Photo: repro Ivan Blatný,  Verše 1933-1953 / Atlantis

Une impulsion revigorante

Vers la fin des années soixante, la vie d’Ivan Blatný reçoit une impulsion revigorante. Ses amis tchèques recommencent à s’intéresser à lui, ils lui rendent des visites à l’hôpital et réussissent à réveiller en lui le désir d’écrire. Il remplit d’innombrables cahiers scolaires de ses vers et finit par publier, dans une maison d’édition de Toronto, un nouveau recueil intitulé Les anciens domiciles. Le poète réduit au silence retrouve sa voix. Il continuera à écrire avec passion jusqu’à sa mort en 1990, un an à peine après la chute du régime communiste en Tchécoslovaquie, mais il ne reverra plus son pays et ne réalisera pas non plus son plus grand désir :

Photo: repro Ivan Blatný,  Verše 1933-1953 / Atlantis
« Mon plus grand désir ? C’est d’avoir dans mon hôpital un bureau américain que j’avais jadis dans mon magasin, un bureau au fond cloisonné et avec des tiroirs où tous les papiers seraient rangés en ordre impeccable. Je voudrais avoir aussi ma propre bibliothèque où il n’y aurait que les livres que j’ai écrits, et j’aimerais publier un nombre de livres assez grand pour remplir toute cette bibliothèque. »

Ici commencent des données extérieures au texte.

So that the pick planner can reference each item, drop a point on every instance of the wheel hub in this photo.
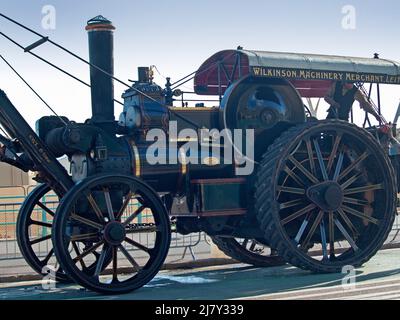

Des métaphores fraîches et évocatrices

La poésie d’Ivan Blatný est un langage suggestif et plein de souvenirs, de sensibilité, de sensualité et de mélancolie. Dans l’ensemble de son œuvre, on trouve des vers musicaux où la rime et le rythme jouent un rôle important, mais aussi des poèmes en vers libres d’un ton sobre et dépoétisé. Comme si deux poètes très différents se disputaient le droit d’écrire les vers et de les signer Ivan Blatný.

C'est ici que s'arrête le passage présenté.